Wildlife update – One of the most undesirable of god’s creatures that we share our bijou abode with is the Camel Spider. Not so named due to it’s resemblance to the preferred vector of TE Lawrence, whilst doing his anti-Ottoman gallivanting, but because the camel is their usual prey. Just think about that for a moment, a spider attacking a camel. In terms of size discrepancy and hunter-to-hunted ratio that would be roughly the same as an otter attacking a bull elephant or a chaffinch preying on a shark, and then us calling it a ‘Shark chaffinch’. (If you happen to be a zoologist reading this and happen to have proof that an Elephant-Otter exists, please keep it to yourself). Anyway these beasts have necessitated the erecting of the mosquito nets, as there are only so many mornings one is prepared to wake up with said arachnid perched on head/shoulder/chest.
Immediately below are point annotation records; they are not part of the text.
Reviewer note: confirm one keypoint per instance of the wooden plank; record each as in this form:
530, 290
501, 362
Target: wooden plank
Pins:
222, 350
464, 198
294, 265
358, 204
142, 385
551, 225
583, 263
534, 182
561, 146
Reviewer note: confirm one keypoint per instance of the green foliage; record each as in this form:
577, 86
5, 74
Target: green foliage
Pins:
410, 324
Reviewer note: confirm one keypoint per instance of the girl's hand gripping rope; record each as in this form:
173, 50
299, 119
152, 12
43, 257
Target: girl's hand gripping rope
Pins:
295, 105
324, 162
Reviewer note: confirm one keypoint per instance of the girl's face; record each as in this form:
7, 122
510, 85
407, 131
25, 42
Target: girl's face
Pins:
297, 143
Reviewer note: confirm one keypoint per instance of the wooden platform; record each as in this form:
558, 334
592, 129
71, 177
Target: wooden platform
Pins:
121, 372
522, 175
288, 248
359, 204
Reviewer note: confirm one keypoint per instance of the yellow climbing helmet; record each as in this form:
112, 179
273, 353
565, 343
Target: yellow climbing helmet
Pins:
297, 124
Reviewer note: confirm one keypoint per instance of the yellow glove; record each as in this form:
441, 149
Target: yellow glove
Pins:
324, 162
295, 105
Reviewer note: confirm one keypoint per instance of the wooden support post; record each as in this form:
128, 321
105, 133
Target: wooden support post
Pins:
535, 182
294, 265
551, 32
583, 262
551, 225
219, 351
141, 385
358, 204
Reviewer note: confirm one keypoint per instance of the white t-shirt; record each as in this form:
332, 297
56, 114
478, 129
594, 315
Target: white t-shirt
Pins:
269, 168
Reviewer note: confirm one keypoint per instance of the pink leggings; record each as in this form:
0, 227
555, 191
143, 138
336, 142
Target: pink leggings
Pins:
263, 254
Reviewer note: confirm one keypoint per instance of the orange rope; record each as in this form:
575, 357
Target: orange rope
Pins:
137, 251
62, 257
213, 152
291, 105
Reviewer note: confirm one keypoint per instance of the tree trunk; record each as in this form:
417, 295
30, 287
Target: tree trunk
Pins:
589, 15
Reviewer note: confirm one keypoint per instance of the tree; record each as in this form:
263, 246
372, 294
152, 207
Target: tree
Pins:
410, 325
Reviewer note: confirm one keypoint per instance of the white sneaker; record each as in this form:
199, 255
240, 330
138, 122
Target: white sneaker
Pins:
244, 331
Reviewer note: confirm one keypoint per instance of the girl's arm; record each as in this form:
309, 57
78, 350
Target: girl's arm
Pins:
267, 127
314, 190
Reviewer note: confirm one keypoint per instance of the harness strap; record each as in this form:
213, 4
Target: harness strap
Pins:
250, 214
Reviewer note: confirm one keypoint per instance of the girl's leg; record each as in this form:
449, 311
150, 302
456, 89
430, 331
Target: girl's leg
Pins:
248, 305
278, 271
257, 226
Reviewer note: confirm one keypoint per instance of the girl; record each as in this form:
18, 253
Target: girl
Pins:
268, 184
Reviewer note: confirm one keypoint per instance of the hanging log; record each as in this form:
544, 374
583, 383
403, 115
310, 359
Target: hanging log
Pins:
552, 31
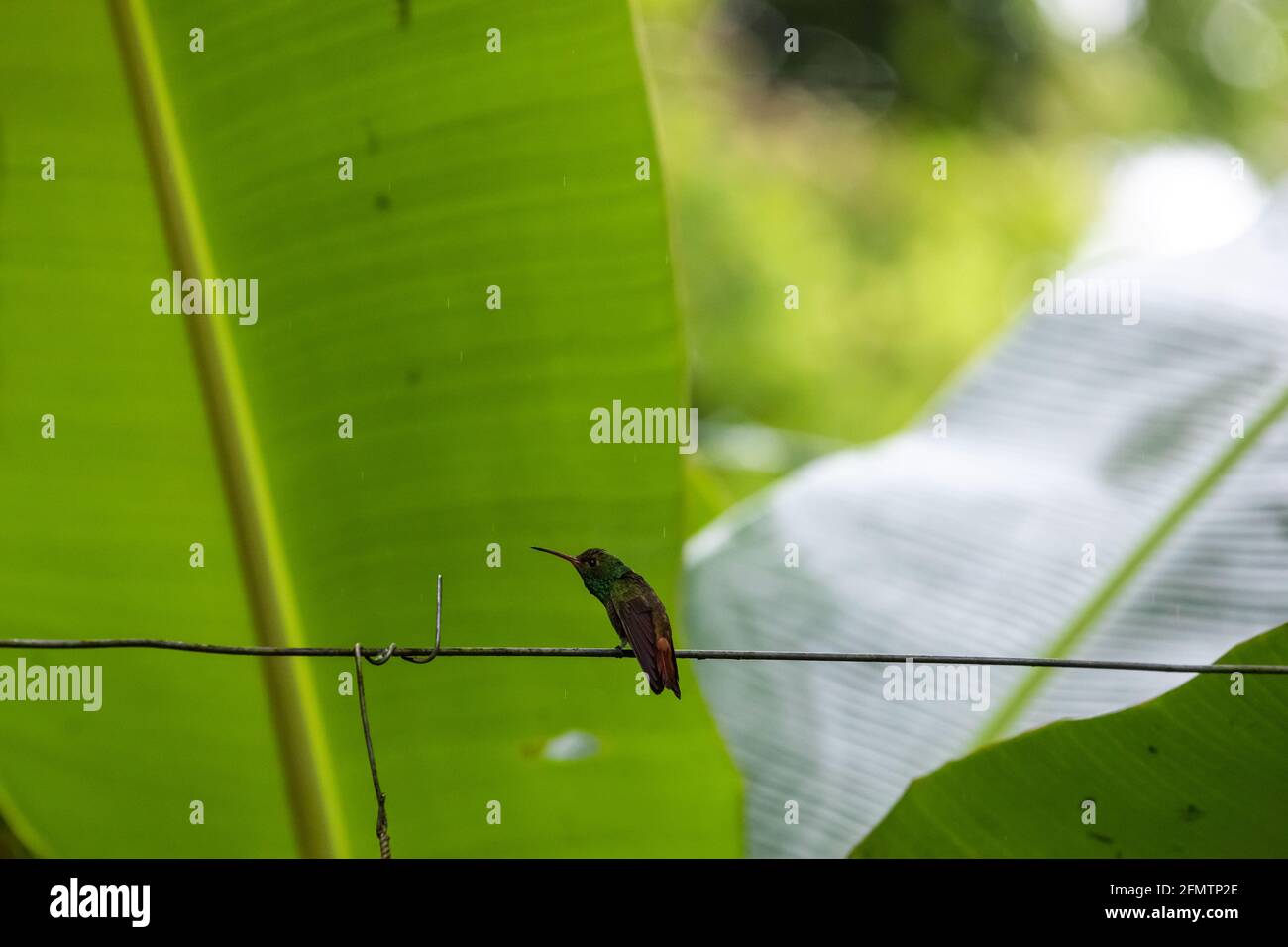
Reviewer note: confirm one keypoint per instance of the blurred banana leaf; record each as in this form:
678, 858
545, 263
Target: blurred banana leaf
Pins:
1199, 772
1103, 488
471, 427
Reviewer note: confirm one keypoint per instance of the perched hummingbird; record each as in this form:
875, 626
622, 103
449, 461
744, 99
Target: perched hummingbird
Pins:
636, 612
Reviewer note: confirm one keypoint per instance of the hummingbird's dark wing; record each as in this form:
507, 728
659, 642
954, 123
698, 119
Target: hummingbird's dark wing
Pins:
639, 616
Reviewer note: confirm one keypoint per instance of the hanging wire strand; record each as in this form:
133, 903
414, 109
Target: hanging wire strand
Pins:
381, 818
378, 656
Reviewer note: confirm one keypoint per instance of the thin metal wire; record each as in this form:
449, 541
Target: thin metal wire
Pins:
381, 818
381, 655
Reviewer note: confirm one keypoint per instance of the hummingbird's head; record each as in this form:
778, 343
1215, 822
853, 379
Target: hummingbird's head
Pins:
597, 569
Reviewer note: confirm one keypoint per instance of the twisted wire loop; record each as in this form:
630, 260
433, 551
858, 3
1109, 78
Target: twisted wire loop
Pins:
438, 630
438, 638
381, 818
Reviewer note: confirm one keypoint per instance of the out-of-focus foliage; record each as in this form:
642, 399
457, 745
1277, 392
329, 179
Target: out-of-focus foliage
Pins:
1201, 772
814, 169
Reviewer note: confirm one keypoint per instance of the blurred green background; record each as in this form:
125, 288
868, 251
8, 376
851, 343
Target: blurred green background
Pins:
776, 169
814, 169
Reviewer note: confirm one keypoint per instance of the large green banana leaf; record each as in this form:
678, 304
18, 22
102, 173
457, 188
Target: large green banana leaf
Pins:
1094, 486
471, 427
1199, 772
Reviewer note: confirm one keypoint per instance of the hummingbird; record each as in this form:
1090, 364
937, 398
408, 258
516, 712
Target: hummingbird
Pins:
636, 612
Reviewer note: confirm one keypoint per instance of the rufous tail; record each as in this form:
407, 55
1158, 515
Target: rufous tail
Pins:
666, 669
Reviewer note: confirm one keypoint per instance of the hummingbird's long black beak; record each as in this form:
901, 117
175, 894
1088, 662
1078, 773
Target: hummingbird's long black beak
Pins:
562, 556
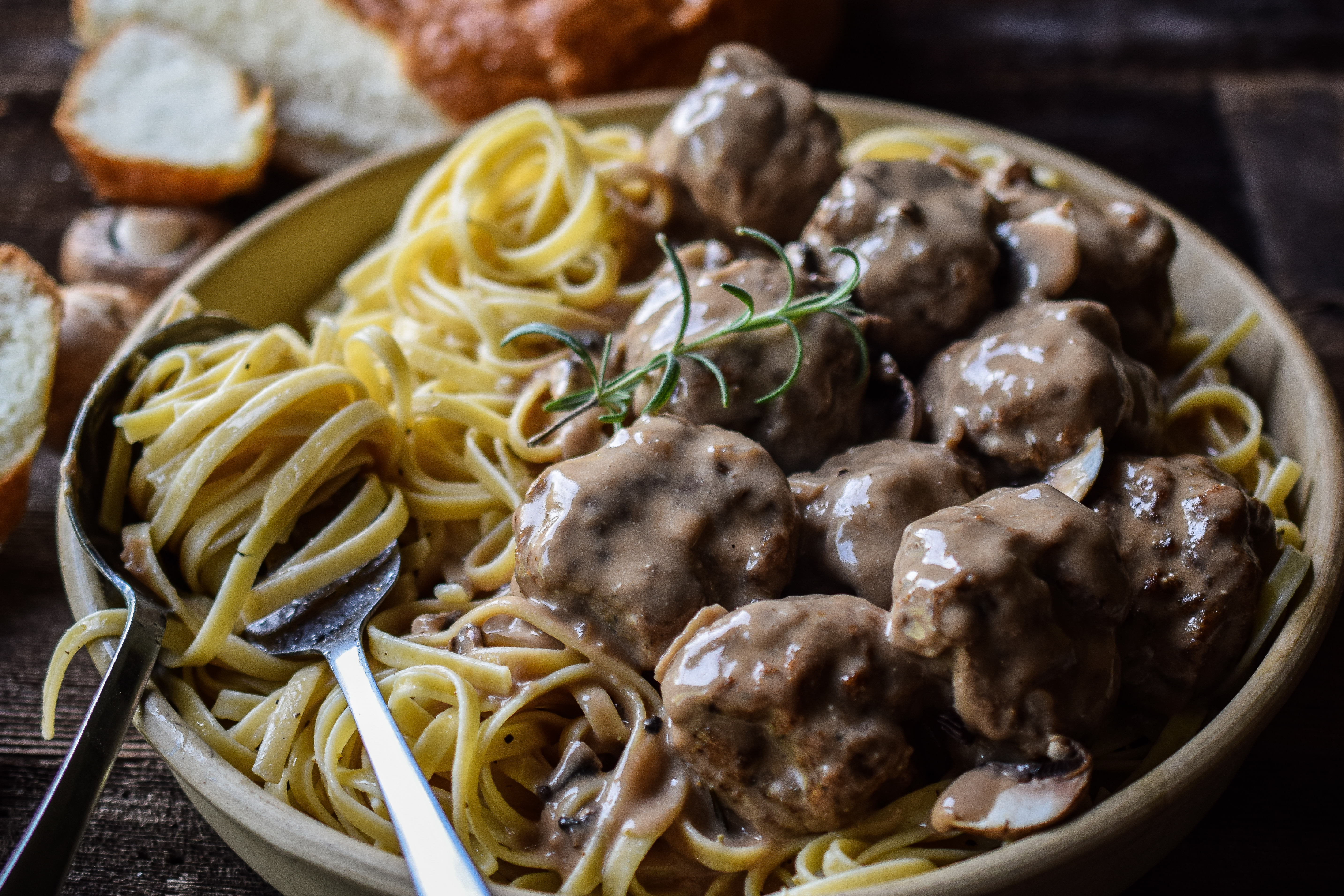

They also have the ability to reduce some of my soldiers from the courageous chaps they are to squealing like a chorus-line or sounding like the assembled patrons at SoHo’s G-A-Y when Kylie takes the stage.
Elsewhere we have a couple of stray dogs that like to join us on patrols, they have proven surprisingly affective at keeping motorcyclists from getting too close, and as a result are most welcome allies.